Isabelle sintió un escalofrío en su espalda al escuchar de nuevo la sensual voz de Spencer, siempre le había encantado su acento británico. Era como una caricia.

Pero no podía pensar en esas cosas, sabía que tenía que centrarse en lo que estaba pasando. Ese era el momento que la familia Chatsfield había estado esperando, el momento de ver quién tenía el resto de las acciones, ese dos por ciento que tanto necesitaba. Ella sí sabía quién iba a entrar por esa puerta. Hacía ya algún tiempo que lo sabía. No entendía cómo nadie más había conseguido unir las piezas del rompecabezas y descubierto de quién se trataba. Sabía que la noticia iba a aparecer en todos los medios de comunicación en cuanto se hiciera pública. La familia Chatsfield parecía tener un talento especial para protagonizar todo tipo de escándalos, pero el que estaba a punto de salir a la luz iba a ocupar las páginas de los periódicos durante semanas.

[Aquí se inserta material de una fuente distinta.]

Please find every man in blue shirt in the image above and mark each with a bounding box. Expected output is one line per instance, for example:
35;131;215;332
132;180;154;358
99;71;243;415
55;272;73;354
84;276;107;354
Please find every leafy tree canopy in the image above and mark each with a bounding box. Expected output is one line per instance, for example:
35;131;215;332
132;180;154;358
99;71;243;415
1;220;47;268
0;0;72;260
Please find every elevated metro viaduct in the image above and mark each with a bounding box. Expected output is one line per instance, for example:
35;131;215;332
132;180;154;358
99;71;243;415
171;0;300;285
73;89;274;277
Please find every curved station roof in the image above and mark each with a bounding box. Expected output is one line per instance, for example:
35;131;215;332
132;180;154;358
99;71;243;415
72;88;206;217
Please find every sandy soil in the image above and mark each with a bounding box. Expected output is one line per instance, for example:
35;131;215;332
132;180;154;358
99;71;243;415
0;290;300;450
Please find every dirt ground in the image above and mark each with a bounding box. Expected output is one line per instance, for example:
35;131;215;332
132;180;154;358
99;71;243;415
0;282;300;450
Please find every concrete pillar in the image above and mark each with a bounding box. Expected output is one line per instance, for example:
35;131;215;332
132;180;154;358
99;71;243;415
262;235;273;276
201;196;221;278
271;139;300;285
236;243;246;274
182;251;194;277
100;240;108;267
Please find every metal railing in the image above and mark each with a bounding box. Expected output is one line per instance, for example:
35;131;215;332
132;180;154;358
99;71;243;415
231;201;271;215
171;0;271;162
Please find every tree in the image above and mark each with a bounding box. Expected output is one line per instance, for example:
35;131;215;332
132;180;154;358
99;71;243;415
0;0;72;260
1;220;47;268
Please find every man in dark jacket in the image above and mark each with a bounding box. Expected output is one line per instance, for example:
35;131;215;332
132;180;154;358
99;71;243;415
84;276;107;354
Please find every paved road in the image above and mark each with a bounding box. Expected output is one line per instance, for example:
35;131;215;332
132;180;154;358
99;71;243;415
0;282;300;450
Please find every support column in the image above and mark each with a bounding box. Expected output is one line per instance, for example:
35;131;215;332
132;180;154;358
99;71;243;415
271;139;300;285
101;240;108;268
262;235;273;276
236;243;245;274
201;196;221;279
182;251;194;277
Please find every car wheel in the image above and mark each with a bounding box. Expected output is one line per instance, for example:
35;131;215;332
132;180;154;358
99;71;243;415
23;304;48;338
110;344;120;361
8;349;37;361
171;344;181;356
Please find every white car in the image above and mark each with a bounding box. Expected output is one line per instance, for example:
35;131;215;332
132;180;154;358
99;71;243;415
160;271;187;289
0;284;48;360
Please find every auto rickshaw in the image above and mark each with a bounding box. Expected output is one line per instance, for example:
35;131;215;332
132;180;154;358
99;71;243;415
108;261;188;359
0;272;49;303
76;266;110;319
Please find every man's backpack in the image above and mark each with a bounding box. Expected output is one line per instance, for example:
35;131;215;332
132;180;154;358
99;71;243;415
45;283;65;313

Se abrió la puerta y entró la madrastra de Isabelle, causando una conmoción entre los miembros de la familia Chatsfield que estaban presentes en la reunión. Era casi como si estuvieran viendo un fantasma.

–¿Mamá? –dijo alguien.

–¿Tú? –susurró otro más.

–¿Cómo has podido…? –preguntó uno de sus hijos.

–¿Liliana? –susurró Gene.

Isabelle sintió lástima por todos menos por Spencer. Le parecía casi un milagro que Liliana hubiera sido capaz de mantener su identidad en secreto durante tanto tiempo. Sobre todo en la era digital, cuando todos tenían cámaras en los móviles y tanto le gustaba a la gente etiquetar a otras personas en las redes sociales. Pero Isabelle siempre había sabido que su madrastra era una mujer reservada e introvertida, alguien a quien le gustaba más la soledad que ser sociable.

Los hijos de Gene Chatsfield habían sido solo unos niños cuando su madre se fue de casa tras sufrir una grave depresión posparto. De hecho, Cara, la más joven, había sido un bebé de pocas semanas.

Después de aquello, no habían vuelto a saber de Liliana. A Isabelle le resultaba difícil entender cómo podía haber hecho algo así, cómo había sido capaz de pasar tantos años sin tener contacto con sus hijos, pero sabía que su madrastra era una persona muy difícil que no compartía con nadie lo que sentía.

No podía siquiera imaginarse lo que estarían sintiendo los Chatsfield al ver de nuevo a su madre después de tantos años. Acababa de entrar en esa sala como si fuera una estrella de cine venida a menos que quisiera de repente recuperar la fama perdida.

–Sé que esto debe de ser una terrible conmoción para vosotros –dijo Liliana mirando a sus hijos–. Y también sé que no podréis perdonármelo nunca. Aun así, me gustaría explicároslo todo. Pero, antes que nada, quiero centrarme en el tema que nos ha reunido aquí hoy –añadió mirando a Spencer–. Te voy a dar mi dos por ciento de las acciones.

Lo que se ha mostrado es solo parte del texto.